Our most significant limitation is the small sample size which leads to our analyses being underpowered. Indeed, the preliminary results presented here would not survive correction for multiple comparisons, though we were able to partially replicate our clinical results in a previous open label dataset. As such, this work should be considered an exploratory, hypothesis generating analysis, the results of which must be replicated in subsequent studies. Future work could also expand on these results (e.g., in order to probe group by time interactions as well as to examine mediation and moderation). The use of only one assessment of symptom burden- the MADRS- is another limitation. Other scales capture other symptoms, and in larger samples with a more complete set of daily measures, additional early symptom differences may become apparent. Future work could also use questionnaires specifically adapted for more frequent administration (e.g. ref. ⁴⁴). In addition, changes in other symptom categories not often measured by questionnaires but by tasks, such as cognition, may also be relevant early predictors of treatment response, and these are not considered here beyond the MADRS question on concentration⁴⁵. Another limitation is our decision to limit our imaging analysis to only those pairs including the sgACC. While this was necessary given the small sample size of the study, it does potentially mean that some relevant FC pairs have been omitted from this analysis. In addition, due to the small sample size and exploratory nature of the analysis, we did not control for potentially important covariates (e.g., age, sex, and degree of treatment resistance) which will be important in future analyses. Better powered studies in the future should therefore examine a larger number of FC pairs as well as other imaging metrics.

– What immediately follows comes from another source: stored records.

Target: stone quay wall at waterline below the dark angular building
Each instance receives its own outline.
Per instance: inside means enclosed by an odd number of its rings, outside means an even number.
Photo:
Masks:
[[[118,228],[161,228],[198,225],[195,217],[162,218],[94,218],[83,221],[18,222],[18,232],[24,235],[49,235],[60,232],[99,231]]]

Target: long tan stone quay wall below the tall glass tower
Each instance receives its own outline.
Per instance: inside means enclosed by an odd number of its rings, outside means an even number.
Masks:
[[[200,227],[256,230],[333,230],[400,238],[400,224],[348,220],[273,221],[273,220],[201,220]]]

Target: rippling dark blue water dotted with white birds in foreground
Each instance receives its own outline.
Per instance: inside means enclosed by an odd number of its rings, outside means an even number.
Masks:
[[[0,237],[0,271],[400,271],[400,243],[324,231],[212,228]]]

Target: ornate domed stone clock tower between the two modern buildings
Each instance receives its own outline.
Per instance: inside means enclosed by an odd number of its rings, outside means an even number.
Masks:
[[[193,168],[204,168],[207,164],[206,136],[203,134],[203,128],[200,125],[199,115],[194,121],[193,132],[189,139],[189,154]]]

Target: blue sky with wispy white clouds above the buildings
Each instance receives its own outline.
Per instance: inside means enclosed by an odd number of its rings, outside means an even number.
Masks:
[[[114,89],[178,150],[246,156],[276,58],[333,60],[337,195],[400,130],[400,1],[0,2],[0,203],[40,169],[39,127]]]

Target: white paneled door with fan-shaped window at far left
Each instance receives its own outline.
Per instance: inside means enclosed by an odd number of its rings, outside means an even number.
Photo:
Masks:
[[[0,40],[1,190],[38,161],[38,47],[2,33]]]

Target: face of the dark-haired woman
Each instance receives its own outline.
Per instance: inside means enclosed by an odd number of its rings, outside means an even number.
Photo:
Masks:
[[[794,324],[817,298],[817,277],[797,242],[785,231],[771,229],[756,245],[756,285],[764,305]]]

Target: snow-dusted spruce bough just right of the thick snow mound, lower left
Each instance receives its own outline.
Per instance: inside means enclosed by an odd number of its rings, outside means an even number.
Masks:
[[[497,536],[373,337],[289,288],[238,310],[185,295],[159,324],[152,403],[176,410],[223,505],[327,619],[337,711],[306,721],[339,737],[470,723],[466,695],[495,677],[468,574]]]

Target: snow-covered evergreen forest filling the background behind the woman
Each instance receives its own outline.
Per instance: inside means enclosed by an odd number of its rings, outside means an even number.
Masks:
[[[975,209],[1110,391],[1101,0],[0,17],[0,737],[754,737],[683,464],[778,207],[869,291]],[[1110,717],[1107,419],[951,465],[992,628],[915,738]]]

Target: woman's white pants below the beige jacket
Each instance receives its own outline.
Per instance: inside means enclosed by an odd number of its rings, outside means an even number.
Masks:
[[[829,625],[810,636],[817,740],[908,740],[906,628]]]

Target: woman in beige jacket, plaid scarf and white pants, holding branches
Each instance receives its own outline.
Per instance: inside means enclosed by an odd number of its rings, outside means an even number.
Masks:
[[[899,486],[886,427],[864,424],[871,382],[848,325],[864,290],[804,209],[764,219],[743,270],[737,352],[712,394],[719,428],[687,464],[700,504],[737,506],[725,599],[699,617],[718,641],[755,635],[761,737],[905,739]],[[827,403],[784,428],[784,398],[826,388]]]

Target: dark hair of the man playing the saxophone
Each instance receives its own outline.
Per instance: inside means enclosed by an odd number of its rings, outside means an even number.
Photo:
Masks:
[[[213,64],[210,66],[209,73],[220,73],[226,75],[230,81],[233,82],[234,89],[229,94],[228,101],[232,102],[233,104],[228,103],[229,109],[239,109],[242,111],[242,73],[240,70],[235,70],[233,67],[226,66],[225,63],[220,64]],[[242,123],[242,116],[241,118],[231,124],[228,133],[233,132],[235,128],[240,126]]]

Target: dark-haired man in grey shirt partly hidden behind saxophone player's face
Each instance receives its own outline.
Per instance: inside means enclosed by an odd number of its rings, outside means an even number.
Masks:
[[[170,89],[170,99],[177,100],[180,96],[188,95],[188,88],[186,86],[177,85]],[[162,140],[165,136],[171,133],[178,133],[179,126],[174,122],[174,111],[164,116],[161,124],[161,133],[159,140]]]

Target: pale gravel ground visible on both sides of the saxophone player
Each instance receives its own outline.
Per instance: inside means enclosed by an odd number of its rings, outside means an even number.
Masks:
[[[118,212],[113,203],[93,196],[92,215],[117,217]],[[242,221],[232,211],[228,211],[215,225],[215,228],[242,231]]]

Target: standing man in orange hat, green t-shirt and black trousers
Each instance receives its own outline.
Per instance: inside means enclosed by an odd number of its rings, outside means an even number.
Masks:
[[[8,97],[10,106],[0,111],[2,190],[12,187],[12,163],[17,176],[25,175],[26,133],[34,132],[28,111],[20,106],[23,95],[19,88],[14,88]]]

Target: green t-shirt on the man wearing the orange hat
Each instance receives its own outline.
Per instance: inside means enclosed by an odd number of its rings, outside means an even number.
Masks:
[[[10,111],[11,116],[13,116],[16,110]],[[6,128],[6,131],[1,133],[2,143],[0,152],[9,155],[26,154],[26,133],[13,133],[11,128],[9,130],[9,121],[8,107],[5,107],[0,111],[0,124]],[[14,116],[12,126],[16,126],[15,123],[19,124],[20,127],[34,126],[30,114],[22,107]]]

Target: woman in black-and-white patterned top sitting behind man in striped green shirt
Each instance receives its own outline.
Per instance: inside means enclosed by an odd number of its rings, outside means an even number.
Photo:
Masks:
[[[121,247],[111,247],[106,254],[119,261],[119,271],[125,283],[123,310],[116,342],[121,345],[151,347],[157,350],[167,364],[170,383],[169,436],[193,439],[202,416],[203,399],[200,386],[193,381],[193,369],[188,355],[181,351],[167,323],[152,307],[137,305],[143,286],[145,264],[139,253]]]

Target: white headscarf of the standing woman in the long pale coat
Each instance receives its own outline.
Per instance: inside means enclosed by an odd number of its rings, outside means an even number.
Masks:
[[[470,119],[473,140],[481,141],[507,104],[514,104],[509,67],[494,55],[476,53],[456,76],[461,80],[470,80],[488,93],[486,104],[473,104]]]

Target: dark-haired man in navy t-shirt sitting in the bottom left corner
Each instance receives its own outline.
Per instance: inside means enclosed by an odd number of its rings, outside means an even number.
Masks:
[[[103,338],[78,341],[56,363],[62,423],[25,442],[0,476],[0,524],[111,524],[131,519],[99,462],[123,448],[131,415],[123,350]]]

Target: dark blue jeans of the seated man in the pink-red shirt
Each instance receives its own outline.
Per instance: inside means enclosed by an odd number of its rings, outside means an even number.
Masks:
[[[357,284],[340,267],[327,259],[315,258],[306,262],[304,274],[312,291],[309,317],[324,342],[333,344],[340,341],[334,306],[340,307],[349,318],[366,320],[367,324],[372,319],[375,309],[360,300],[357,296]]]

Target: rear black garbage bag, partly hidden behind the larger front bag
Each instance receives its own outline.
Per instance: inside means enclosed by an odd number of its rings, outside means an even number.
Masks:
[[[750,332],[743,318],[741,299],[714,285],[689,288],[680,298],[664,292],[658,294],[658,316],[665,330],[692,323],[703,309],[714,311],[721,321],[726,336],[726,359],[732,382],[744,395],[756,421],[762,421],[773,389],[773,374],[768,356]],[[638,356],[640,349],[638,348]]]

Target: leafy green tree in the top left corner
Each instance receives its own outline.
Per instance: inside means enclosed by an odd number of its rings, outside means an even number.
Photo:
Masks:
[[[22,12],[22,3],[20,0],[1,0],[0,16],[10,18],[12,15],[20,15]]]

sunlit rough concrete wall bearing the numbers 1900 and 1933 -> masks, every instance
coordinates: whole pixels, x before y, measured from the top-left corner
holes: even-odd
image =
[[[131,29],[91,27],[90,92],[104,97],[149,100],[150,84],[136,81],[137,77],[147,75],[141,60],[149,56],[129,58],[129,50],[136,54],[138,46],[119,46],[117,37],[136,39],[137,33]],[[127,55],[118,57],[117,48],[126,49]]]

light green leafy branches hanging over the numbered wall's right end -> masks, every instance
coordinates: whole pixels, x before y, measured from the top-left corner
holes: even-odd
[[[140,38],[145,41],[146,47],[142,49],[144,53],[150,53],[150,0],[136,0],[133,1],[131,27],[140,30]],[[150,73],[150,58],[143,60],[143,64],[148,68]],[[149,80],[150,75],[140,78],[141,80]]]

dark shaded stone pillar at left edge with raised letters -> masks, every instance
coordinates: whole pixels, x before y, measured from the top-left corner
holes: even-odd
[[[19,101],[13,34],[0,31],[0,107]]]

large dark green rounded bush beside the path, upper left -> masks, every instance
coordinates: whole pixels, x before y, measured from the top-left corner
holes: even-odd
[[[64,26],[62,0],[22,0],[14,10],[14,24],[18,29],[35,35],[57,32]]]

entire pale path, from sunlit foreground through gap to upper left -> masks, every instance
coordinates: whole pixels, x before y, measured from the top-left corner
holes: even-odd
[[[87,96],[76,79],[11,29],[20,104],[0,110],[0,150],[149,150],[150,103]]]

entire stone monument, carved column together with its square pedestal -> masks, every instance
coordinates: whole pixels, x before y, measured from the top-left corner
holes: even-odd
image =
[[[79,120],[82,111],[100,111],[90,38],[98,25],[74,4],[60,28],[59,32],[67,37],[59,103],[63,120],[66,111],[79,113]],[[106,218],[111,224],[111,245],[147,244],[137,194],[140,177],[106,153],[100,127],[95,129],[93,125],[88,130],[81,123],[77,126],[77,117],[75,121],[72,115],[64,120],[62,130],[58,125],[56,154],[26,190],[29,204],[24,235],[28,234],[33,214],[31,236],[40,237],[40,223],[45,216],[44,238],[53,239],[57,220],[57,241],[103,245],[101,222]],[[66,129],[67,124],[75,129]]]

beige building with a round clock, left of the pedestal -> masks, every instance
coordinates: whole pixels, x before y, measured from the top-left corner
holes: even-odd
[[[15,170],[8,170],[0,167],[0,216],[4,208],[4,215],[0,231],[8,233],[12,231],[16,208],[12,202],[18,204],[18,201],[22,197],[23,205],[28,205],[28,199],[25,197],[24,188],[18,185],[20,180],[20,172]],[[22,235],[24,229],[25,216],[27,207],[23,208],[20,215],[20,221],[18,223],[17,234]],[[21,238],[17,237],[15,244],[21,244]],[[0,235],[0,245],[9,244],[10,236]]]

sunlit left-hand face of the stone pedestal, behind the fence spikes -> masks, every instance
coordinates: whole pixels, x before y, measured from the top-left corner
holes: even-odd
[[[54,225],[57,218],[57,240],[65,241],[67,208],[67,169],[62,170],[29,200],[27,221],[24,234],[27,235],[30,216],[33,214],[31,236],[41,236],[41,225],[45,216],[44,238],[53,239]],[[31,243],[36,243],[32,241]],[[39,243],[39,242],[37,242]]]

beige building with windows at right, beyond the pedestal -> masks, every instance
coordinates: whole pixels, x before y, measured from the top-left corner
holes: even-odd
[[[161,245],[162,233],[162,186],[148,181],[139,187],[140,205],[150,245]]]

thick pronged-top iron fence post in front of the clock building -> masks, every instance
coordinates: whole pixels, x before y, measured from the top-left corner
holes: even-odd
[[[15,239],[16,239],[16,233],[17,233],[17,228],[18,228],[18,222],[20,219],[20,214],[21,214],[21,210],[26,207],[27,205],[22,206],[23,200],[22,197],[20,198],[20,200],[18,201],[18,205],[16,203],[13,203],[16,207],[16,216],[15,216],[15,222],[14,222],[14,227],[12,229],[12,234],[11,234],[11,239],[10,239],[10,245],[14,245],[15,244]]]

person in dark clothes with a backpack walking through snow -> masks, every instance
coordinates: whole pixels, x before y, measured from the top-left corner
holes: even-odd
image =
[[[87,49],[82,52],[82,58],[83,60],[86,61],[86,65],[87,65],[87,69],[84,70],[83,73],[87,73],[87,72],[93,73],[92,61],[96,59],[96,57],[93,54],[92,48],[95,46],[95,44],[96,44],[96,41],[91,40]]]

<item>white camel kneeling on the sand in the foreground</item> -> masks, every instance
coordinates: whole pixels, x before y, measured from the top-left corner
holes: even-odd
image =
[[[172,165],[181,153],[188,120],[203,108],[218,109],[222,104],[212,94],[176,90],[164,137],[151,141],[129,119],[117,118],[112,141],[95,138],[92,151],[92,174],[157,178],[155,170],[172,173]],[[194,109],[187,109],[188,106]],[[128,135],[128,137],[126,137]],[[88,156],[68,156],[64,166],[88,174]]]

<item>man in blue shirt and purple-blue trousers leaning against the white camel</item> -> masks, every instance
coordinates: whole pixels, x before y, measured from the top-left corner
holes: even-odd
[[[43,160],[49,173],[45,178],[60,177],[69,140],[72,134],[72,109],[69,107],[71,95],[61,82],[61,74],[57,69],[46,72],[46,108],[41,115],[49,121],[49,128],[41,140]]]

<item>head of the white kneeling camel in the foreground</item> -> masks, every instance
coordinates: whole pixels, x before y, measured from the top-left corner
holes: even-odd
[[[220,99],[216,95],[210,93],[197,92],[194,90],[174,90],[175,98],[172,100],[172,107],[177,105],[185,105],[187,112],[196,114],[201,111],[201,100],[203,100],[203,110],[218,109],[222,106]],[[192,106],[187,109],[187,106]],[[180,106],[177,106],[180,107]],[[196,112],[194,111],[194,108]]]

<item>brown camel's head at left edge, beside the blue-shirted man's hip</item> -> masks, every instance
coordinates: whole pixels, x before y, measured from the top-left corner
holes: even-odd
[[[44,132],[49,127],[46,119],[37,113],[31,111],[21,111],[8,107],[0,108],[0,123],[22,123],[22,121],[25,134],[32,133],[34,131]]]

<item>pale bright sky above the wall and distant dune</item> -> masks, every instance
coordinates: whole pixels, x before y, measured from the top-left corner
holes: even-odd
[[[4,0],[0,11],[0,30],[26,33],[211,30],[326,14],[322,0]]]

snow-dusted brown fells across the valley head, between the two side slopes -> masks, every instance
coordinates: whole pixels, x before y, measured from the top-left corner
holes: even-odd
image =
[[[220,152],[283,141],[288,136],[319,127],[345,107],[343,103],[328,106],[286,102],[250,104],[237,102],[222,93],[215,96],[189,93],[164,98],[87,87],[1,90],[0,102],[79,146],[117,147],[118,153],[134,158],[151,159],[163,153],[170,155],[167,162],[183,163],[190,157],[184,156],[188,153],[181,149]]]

In conclusion, we have identified that MADRS item 7 (lassitude) is the earliest symptom which differs between patients receiving SNT and sham treatment, as early as treatment day 2. In addition, the level of lassitude at treatment day 3 is a good predictor of treatment outcome, even when controlling for baseline depression severity. Resting state functional connectivity analyses suggest that connections between the sgACC, the ultimate target of LDLPFC-rTMS, and elements of the VN, DAN and DMN at baseline may predict lassitude at treatment day 3. In addition, changes in FC between sgACC and elements of the CEN and SMN may reflect early lassitude score and may represent biomarkers of response of this symptom to treatment. This exploratory analysis provides hypotheses which should be investigated in larger datasets.